Improving the spatial resolution of microwave satellite soil moisture (SM) products is important for various applications. Most of the downscaling methods that fuse optical/thermal and microwave data rely on remotely sensed land surface temperature (LST) or LST-derived SM indexes (SMIs). However, these methods suffer from the problems of “cloud contamination”, “decomposing uncertainty”, and “decoupling effect”. This study presents a new downscaling method, referred to as DSCALE_mod16, without using LST and LST-derived SMIs. This model combines MODIS ET products and a gridded meteorological data set to obtain Land surface Evaporative Efficiency (LEE) as the main downscaling factor. A cosine-square form of downscaling function was adopted to represent the quantitative relationship between LEE and SM. Taking the central part of the United States as the case study area, we downscaled SMAP (Soil Moisture Active and Passive) SM products with an original resolution of 36km to a resolution of 500m.

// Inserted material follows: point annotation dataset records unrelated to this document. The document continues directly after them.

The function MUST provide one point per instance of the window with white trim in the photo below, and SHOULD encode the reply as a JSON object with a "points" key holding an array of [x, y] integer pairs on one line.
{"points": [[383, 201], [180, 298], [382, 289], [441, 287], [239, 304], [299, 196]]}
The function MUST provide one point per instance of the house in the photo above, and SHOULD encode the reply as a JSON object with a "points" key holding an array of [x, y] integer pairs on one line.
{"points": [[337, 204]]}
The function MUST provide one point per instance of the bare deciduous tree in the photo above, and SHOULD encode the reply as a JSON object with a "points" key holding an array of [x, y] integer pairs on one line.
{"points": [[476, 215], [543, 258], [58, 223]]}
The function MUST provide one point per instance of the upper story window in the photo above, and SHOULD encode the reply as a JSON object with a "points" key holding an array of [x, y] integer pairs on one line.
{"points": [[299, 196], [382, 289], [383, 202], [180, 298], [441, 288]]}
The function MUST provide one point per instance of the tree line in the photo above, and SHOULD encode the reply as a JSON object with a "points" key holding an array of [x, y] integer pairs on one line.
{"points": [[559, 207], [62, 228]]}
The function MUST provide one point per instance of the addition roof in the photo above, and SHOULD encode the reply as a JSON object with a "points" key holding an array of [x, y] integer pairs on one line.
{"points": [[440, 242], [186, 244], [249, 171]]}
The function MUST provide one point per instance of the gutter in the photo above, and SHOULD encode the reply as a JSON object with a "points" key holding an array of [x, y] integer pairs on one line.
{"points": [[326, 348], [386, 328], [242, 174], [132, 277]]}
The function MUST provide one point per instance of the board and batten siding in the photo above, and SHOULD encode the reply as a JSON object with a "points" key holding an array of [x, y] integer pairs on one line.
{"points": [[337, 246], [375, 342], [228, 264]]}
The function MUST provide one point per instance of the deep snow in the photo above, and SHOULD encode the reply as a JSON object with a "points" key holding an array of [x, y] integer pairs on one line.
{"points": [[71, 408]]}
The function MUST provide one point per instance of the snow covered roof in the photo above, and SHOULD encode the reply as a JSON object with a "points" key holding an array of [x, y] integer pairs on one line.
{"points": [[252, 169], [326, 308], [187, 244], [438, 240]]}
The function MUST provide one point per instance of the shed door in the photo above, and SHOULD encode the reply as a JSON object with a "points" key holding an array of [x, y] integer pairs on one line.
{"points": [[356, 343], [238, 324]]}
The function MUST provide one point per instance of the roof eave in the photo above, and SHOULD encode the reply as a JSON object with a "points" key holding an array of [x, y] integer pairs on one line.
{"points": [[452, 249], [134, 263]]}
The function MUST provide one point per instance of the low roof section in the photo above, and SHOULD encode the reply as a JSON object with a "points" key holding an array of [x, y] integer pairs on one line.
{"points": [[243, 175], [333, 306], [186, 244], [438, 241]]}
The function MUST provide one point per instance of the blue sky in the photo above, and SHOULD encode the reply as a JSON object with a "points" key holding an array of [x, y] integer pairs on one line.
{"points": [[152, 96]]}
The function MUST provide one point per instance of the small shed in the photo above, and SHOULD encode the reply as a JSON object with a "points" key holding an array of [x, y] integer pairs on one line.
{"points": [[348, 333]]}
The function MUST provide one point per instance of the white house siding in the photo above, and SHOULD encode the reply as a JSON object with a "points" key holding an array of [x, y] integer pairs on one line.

The study period spans more than three years from 2015 to 2018. In situ SM measurements from three sparse networks and three core validation sites (CVS) were used to evaluate the downscaling model. The evaluation results indicate that the downscaled SM values maintain the spatial dynamic range of original SM data while providing more spatial details. Moreover, the moisture mass is conserved during the downscaling process. The downscaled SM values have a good agreement with in situ SM measurements. The unbiased root-mean-square errors (ubRMSEs) of downscaled SM values is 0.035 m3/m3 at Fort Cobb, 0.026 m3/m3 at Little Washita, and 0.055 m3/m3 at South Fork, which are comparable to ubRMSEs of original SM estimates at these three CVS.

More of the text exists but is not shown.